I hope we can reconsider placing the initiative in June 2010 – respect the democratic initiative process and save costs, irrespective of our opinions on the petition.


  • Bob B says:

    Ms Tam knows what the financial problems exist within the city government, and if the measure passed how would it be paid for? This isn't about public safety as she might claim, but payback for the support of the fire department's firefighter's union in prior elections. As well as, trying to get their future support in upcoming elections that Ms Tam might consider running in!

    I don't believe the city counsel would cut public safety at a whim, when elected official cut public safety they are cutting their own throats in the eyes of the citizen. No one wants to do it, even if it is expensive and there are questions about what is the right size of public safety for the city. It just bad business in the eyes of the public to make these cuts. But Ms Tam clearly showed she will vote to payback for political gains. Shame on her.

    • Hi Bob,

      A quick note on the financial piece of this (and sorry for the delay, I wanted to check my notes): The night of this vote, Councilmember Tam did actually say she wanted to explore the city's options for funding this if it passed. Per my notes, she said she wanted to get the opportunity to evaluate what's an appropriate level of staffing, find out whether additional revenues besides taxes are available and to work with the union to see if there is an opportunity to develop a collaborative measure to put on the ballot.

  • Sandy says:

    Dear Ms. Tam,

    I agree with you, 100%. As a citizen of Alameda and one that is very interested in Disaster Preparedness, this is a very important matter. Only education ranks higher than the protection of people and property in the time of disaster. For many Alameda residents, a disaster occurs when their house catches fire or they have medical emergency. We need a honest assessment of our current level of preparedness and a plan for the future.

    Thank you again.

  • Joan says:

    Dear Council and Chief Kapler:

    I just watched as every available piece of fire department equipment rolled over the Bay Farm Island bridge. I can't help but wonder what will happen if there is an emergency on the rest of the island on Saturday night.

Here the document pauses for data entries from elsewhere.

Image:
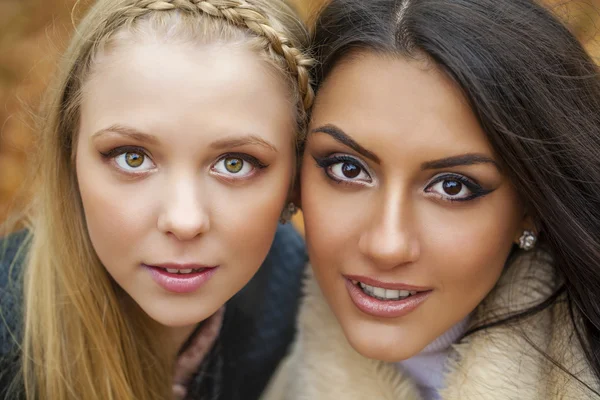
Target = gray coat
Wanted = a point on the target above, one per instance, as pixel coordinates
(257, 330)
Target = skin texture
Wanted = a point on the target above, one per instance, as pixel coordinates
(180, 204)
(393, 220)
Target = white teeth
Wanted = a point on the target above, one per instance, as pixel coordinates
(182, 271)
(384, 294)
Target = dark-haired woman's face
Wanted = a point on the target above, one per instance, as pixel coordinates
(409, 218)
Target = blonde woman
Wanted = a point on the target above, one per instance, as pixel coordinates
(166, 156)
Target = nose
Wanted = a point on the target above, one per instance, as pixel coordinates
(389, 240)
(184, 213)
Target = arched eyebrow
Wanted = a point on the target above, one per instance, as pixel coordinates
(342, 137)
(238, 141)
(128, 132)
(460, 160)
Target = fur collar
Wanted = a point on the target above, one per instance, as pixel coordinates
(500, 363)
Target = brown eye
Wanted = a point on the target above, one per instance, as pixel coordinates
(134, 160)
(350, 171)
(452, 187)
(234, 165)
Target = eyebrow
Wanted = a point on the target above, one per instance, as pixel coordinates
(239, 141)
(346, 140)
(128, 132)
(460, 160)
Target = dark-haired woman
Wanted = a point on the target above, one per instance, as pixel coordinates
(451, 193)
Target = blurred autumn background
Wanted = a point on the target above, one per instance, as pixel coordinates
(34, 32)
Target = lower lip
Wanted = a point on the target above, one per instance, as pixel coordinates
(384, 308)
(180, 283)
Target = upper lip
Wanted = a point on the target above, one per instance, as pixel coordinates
(386, 285)
(180, 266)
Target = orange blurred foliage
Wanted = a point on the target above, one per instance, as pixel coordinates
(33, 33)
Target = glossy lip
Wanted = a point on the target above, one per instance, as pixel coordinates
(178, 283)
(386, 285)
(385, 308)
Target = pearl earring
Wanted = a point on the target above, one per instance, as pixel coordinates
(527, 240)
(287, 213)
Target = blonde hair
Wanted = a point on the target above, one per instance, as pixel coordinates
(83, 337)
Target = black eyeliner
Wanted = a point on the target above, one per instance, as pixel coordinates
(476, 189)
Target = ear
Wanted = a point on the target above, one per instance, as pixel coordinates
(527, 224)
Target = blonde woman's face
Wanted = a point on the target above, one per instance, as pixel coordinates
(184, 162)
(409, 218)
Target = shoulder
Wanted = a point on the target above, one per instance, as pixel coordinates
(260, 320)
(13, 249)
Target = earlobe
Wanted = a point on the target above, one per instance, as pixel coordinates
(527, 236)
(294, 196)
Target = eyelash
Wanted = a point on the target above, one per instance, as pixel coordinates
(476, 189)
(117, 151)
(246, 157)
(326, 162)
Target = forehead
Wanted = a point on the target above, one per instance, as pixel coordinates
(407, 102)
(187, 88)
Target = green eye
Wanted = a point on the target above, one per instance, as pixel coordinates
(134, 160)
(234, 165)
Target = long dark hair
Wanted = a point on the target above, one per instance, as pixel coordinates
(536, 93)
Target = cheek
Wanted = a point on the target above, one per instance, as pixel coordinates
(467, 250)
(247, 217)
(117, 215)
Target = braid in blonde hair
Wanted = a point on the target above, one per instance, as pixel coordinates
(96, 346)
(243, 14)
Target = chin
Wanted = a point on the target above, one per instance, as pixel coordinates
(178, 319)
(381, 343)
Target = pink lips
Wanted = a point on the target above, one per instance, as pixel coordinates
(384, 308)
(181, 283)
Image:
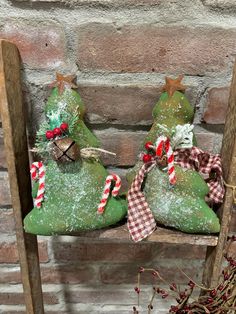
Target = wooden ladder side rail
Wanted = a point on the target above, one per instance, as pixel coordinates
(214, 255)
(15, 140)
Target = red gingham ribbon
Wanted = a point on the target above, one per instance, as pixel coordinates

    I read the articles in the Journal and the Sun about your solution to the November vote. When a quarter of the residents told you clearly they wanted a voice in the security of their city you first tried to squelch their petition by suing the men who brought that petition to the people. When that didn't work, you side-stepped the issue with a legal maneuver. We will be allowed to vote, but only after you have had two and a half years to further decimate the department.

    The reason you gave was that there was no money in the budget to fully fund the fire department; but you did

    manage to find the money to rehire the lawyer who had been laid off. And there was money to give raises to the administrative staff of the city.

    Please note that on this evening when a depleted fire force is fighting fires, all of those people who were rewarded with a raise are sitting comfortably at home. To make their wages fatter, you put the lives of your firefighters at a deeper risk.

    Have you established just how low you will drop the department staffing or is this going to be an ongoing technique to balance the budget? Will our police department be next? &nbspAre you betting that the fires won't be so serious that the city will be hit with a lawsuit?

    While laying off one lawyer might have helped to decrease spending these last few months, your choices now may make that option an impossibility in the future. For now, it seems that the safety of the citizens of Alameda is not very high on your list of priorities.

    I commend Lena Tam for being the single council member who clearly has our interests at heart.

  • Carole says:

    Bob B. — Checking Lauren Do's site on campaign filings from the 2006 election, it looks like the Firefighter's union gave $5,000 to Beverly Johnson and Frank Matarrese's campaigns for re-election. I guess they forget the "payback." What did Tam get?